There are codes which runs perfectly if iupload from a particular laptop but it doesn't work when uploading with a phone or my another laptop.
The same damn code shows this differen behaviour.
Ok, that's a bit of a hint at least. You're not exceeding the memory limitations of your Arduino?
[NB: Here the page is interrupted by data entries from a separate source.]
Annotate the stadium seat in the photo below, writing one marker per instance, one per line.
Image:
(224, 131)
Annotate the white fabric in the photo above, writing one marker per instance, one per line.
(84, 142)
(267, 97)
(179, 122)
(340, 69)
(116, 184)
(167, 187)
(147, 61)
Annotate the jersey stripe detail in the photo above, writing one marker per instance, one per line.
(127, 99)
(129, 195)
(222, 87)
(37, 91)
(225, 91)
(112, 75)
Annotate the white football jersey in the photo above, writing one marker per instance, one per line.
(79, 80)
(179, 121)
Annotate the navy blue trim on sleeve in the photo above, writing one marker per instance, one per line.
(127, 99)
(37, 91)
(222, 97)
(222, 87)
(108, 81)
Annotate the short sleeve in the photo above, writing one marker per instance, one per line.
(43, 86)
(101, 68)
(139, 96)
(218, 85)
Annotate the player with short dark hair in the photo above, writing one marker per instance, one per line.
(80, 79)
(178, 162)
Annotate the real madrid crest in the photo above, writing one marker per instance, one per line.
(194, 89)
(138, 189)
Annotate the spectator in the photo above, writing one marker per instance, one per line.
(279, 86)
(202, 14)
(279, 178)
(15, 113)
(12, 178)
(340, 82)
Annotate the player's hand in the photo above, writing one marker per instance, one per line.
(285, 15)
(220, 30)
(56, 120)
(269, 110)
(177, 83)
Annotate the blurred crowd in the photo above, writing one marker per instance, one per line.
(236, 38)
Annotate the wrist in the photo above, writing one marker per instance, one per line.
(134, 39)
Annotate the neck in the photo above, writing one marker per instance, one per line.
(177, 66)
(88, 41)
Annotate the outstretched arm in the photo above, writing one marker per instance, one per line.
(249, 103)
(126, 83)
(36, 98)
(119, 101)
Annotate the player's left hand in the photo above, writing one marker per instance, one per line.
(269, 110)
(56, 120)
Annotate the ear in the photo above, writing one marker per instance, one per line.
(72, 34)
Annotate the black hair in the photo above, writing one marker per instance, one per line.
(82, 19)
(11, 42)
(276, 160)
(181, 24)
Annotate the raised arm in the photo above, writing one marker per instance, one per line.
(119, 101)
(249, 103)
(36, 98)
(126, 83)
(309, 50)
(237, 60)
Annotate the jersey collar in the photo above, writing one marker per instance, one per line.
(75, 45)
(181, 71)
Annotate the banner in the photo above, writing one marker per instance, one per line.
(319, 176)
I'd start by removing (commenting) all code in the loop() of your sketch and instead insert a routine that just prints something to the Serial console every second or so. See if that works. If so, you know the problem is somehow caused by whatever happens in loop(). If not, things break down earlier. Comment out the u8g2 code and see how that goes. So basically eliminate parts of the code one by one until you've got something that works. Then enable lines one by one until it breaks. At some point you know exactly where it goes wrong and you can focus on trying to solve that.